Un requérant très embarrassant
La Cour européenne des droits de l'homme invite la justice suisse à revoir sa copie sur le cas d'un demandeur d'asile gay, menacé d'expulsion vers la très homophobe Gambie. Même si cet homme a un parcours plutôt trouble.
Dans un arrêt publié aujourd’hui, la Cour européenne des droits de l’homme tape sur les doigts de la Suisse au sujet de la décision de renvoi d’un demandeur d’asile gambien. Ce quadragénaire gay occupe la justice fédérale et celle des cantons de Saint-Gall et de Lucerne depuis plusieurs années. Il a déposé trois demandes d’asile, toutes refusées. Après une première requête sous une fausse identité, en 2008, ce n’était qu’à la deuxième qu’il a invoqué son homosexualité, affirmant avoir fui son pays après une arrestation. Un récit jugé non crédible.
En outre, le Gambien a des antécédents pénaux: il a écopé de 18 mois de prison pour tentative de d’extorsion avec violence et dommages à la propriété, entre autres. Son comportement agressif a aussi été noté, y compris vis-à-vis de son partenaire, un homme âgé atteint d’un cancer. Ce dernier est décédé fin 2019.
«Intérêt public»
Conclusion des tribunaux suisses: il y a un «intérêt public à ce que l’homme quitte le pays», surtout dès lors que rien n’indique que les autorités gambiennes soient au courant de son homosexualité.
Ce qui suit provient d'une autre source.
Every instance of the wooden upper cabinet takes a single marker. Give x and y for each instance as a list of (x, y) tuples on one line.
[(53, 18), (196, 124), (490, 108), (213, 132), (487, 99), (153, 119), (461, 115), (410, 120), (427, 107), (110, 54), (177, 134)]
C’est sur ce point que l’avis de Strasbourg diverge: il y a bien violation de l’article 3 de la Convention européenne des droits de l’homme, car le recourant risque d’être exposé à des traitements inhumains et dégradants dans son pays, où l’homosexualité reste passible de la prison à perpétuité, mais aussi de lynchage. La Suisse devra lui payer 14’500 euros pour couvrir les frais de justice.